Thalassodromeus sethi had a crest three times larger than the entire rest of its skull, when seen from the side. Indeed, it had the largest crest of any known vertebrate. This large pterosaur species, with a wingspan of 14 feet, lived around 110 million years ago near a lagoon in what is now Brazil.
Credit: ©AMNH 2014
NEW YORK — Before birds really took off, the skies of prehistoric Earth belonged to the pterosaurs. These winged reptiles soared around the planet during the time of their relatives, the dinosaurs.
Pterosaurs first appear in the fossil record about 220 million years ago, making them the first vertebrates, or animals with backbones, to evolve the ability to fly on their own power. These creatures also rank as the largest flying animals, ever. Fossils suggest the biggest pterosaur, Quetzalcoatlus northropi, had a wingspan stretching about 33 feet (10 meters), longer than that of a small airplane. Of course, not all were giants. Of the more than 150 known species, some attained birdlike sizes, along the lines of sparrows or seagulls.
With size comes weight. Michael Habib, who studies biomechanics at the University of Southern California, has calculated that one particular group of pterosaurs may have weighed more than 661 pounds (300 kilograms), a weight they managed to consistently foist into the air and keep aloft.
"Flapping flight is one of the more challenging things you can do," Habib said during a panel discussion for a preview of a new pterosaur exhibition here at the American Museum of Natural History. In addition to displaying real pterosaur fossils, including one German specimen known as the Dark Wing, the exhibition includes a motion-sensor-based demonstration where visitors can virtually "pilot" two species of pterosaurs. [See Images of Pterosaurs & Flying Reptile Exhibit]
Insects were the first organisms to take to the air using their own power. Among vertebrates, or animals with a backbone, pterosaurs, birds and bats each independently evolved the ability to fly by flapping wings derived from forelimbs. Each of these animals devised different means to accomplish the same lofty feat.
"One of the advantages of the pterosaur body plan in terms of flying animals is you can get bigger," Habib told Live Science. So, not surprisingly, pterosaurs massively outgrew bats and birds. (Among living birds, the wandering albatross has the largest wingspan, measuring up to about 11 feet, or 3.4 m.)
Three anatomical requirements set the stage for large size in flying animals: wing anatomy that generates a large amount of lift per unit speed, hollow bones with a high ratio of stiffness to weight, and the muscle power to launch into the air, Habib said.
"Bats have the right launch system, but they don't have pneumatic [air-filled] bones. Birds have pneumatized bones, but they don't have the right launch system, and they don't have as high a lift coefficient [for their] wings," Habib said. "Pterosaurs are the only ones by happenstance that ended up with those three things."
The flying reptiles could also walk on all fours, and they most likely leaped into the air for takeoff, Habib said.
An exhibition panel at the museum demonstrates how bats, birds and pterosaurs created wings from the same bones humans have in their arms, hands and fingers. But among pterosaurs, a considerable portion of the wingspan comes from a long fourth finger, which corresponds to the human ring finger.

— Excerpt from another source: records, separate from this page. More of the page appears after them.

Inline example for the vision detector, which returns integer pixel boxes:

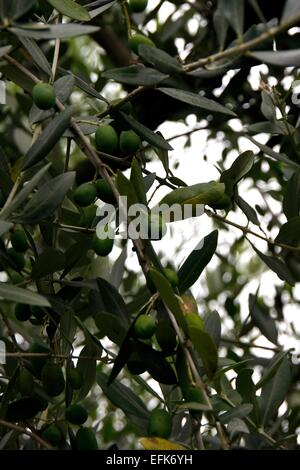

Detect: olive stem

[0,419,55,450]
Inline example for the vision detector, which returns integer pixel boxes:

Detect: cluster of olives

[128,0,148,13]
[17,350,98,450]
[95,124,141,155]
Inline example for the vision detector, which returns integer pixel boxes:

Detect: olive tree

[0,0,300,450]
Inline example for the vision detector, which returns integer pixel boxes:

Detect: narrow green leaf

[96,372,149,428]
[2,163,51,217]
[158,88,236,117]
[219,403,253,424]
[245,135,299,169]
[249,294,278,345]
[149,269,187,333]
[0,282,50,307]
[0,0,35,20]
[23,107,74,170]
[282,169,300,219]
[47,0,91,21]
[188,325,218,379]
[130,158,148,207]
[221,0,245,37]
[220,150,254,195]
[31,247,66,279]
[251,49,300,67]
[0,219,13,237]
[19,171,76,223]
[248,240,295,286]
[8,23,99,40]
[102,65,168,86]
[139,44,183,74]
[275,216,300,246]
[120,111,173,150]
[260,358,291,425]
[178,230,218,292]
[19,36,52,77]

Birds took to the skies during pterosaurs' reign, but they were a little behind the reptiles, said exhibition curator Mark Norell, chair of the museum's paleontology department. Bats, which are mammals, evolved more recently; the earliest known fossil of an insect-eating bat dates back about 50 million years.

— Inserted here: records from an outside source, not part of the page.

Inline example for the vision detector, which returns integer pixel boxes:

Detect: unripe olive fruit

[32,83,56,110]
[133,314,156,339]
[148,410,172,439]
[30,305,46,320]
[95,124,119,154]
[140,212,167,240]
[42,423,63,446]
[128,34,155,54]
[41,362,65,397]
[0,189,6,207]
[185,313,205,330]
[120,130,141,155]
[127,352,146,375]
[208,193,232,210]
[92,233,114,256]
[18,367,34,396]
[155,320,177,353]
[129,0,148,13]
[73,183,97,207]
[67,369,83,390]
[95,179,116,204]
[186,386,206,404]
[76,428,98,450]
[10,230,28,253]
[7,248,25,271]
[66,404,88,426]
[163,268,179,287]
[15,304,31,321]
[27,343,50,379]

One of the exhibit's star items provides a rare glimpse of ancient skin. A fossil found in a 150-million-year-old German rock formation contained the preserved tissue of a pterosaur wing, which allowed scientists to detect layers of skin, blood vessels, muscles and the long fibers forming a series of supports within the wing. The color of the wing membrane led researchers to dub the fossil Dark Wing, which has never before been exhibited outside of Germany.

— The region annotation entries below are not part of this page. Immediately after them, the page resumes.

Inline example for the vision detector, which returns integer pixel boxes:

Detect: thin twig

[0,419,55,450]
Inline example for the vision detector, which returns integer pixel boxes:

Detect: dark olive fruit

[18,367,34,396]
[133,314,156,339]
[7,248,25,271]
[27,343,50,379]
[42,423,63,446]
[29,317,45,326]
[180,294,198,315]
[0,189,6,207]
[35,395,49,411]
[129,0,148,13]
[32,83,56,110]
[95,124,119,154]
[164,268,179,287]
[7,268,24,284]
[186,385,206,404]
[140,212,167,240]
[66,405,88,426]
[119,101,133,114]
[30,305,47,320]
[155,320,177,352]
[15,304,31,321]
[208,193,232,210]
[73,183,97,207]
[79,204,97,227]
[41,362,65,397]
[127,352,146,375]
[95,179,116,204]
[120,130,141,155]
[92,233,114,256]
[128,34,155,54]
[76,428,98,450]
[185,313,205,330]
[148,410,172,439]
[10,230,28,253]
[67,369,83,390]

The same formation has yielded about 11 species of Archaeopteryx, a winged animal viewed as a transitional form between predatory dinosaurs and modern birds, Norell said.
The exhibition "Pterosaurs: Flight in the Age of Dinosaurs," explores other discoveries, including the first known pterosaur egg and tracks that show these animals walked on all fours. The exhibit explains that traces of fibers found on fossils from the pterosaur Sordes pilosus, or hairy devil, suggest these animals had fuzzy coats and were likely warm blooded.
The exhibition opens on Saturday, April 5, and runs until Jan. 4. It was co-curated by Alexander Kellner, a museum research associate and paleontologist at the Museu Nacional in Rio de Janeiro.